Dès lors, le bâtiment en question n'entre dans le périmètre de la garantie, au titre des conditions générales, qu'à la condition d'être affecté à un usage professionnel, même si, à l'origine, il avait été conçu pour un usage domestique. Il s'ensuit que la réalisation du risque n'ouvre droit à la mobilisation de la garantie indemnitaire que pour les seuls ouvrages, parties d'ouvrage ou équipements destinés à l'exploitation agricole, abstraction faite de leur vocation initiale. Partant, les biens dépourvus de cette fonctionnalité, quand bien même feraient-ils partie intégrante de l'ouvrage ou feraient-ils indissociablement corps avec le gros-'uvre, ne peuvent ouvrir droit à garantie. En conséquence, la réfection d'un tuyé et d'un four à pain, partie intégrante des locaux autrefois à usage d'habitation, ne peuvent être concernés par le projet de reconstruction financé par la garantie « valeur à neuf ».
S'agissant plus particulièrement du dispositif d'isolation de la toiture, elle est couverte par l'obligation de couverture du débiteur de garantie sous réserve qu'il participe des ouvrages de second 'uvre nécessaires à rendre le bâtiment, dans son ensemble, conforme à l'usage de sa destination, à savoir celle d'entrepôt de matériel et de denrées agricoles.
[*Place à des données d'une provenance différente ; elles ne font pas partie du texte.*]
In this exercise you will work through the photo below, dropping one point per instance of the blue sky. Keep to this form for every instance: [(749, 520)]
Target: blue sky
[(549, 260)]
Le surcoût que peut représenter l'installation de ce système d'isolation ne fait pas intrinsèquement obstacle au principe de réparation intégrale s'il est désormais imposé par une norme réglementaire de construction (Cass. 2° Civ. 12 avril 2012 n° 11-18.113). Dans cette perspective, et s'agissant d'une condition de garantie, il incombe au porteur d'assurance d'administrer la preuve que le système d'isolation participe de l'assiette de la garantie souscrite en ce qu'il est indispensable à l'utilisation professionnelle du bâtiment. Or, en l'occurrence, cette preuve n'est pas rapportée. Il y a simplement lieu d'observer que le poste de travaux relatif au corps d'état couverture-bardage-zinguerie a été évalué, dans le rapport de l'expert mandaté par les requérants, à un montant inférieur à celui résultant du rapport du cabinet d'expertise mandaté par l'assureur, ce qui tendrait à établir que les travaux de réfection estimés en « valeur à neuf » ont tenu compte de l'évolution de la réglementation technique en la matière.
Il suit des motifs qui précèdent que le premier juge a fait une exacte appréciation des faits de la cause et des règles de droit qui lui sont applicables. Le jugement sera donc confirmé en toutes ses dispositions.
L'équité ne commande pas l'application, au cas présent, des dispositions de l'article 700 CPC. Chaque partie conservera donc l'entière charge de ses frais irrépétibles.
Vu l'article 696 CPC.
PAR CES MOTIFS
La cour statuant publiquement, contradictoirement et après en avoir délibéré conformément à la loi :
Confirme en toutes ses dispositions le jugement déféré.
Déboute les parties pour le surplus. Condamne « in solidum » le GAEC Reconnu [K] et M. [I] [K] aux entiers dépens de l'instance d'appel.
Ledit arrêt a été signé par Michel Wachter, président de chambre, magistrat ayant participé au délibéré et Fabienne Arnoux, greffier.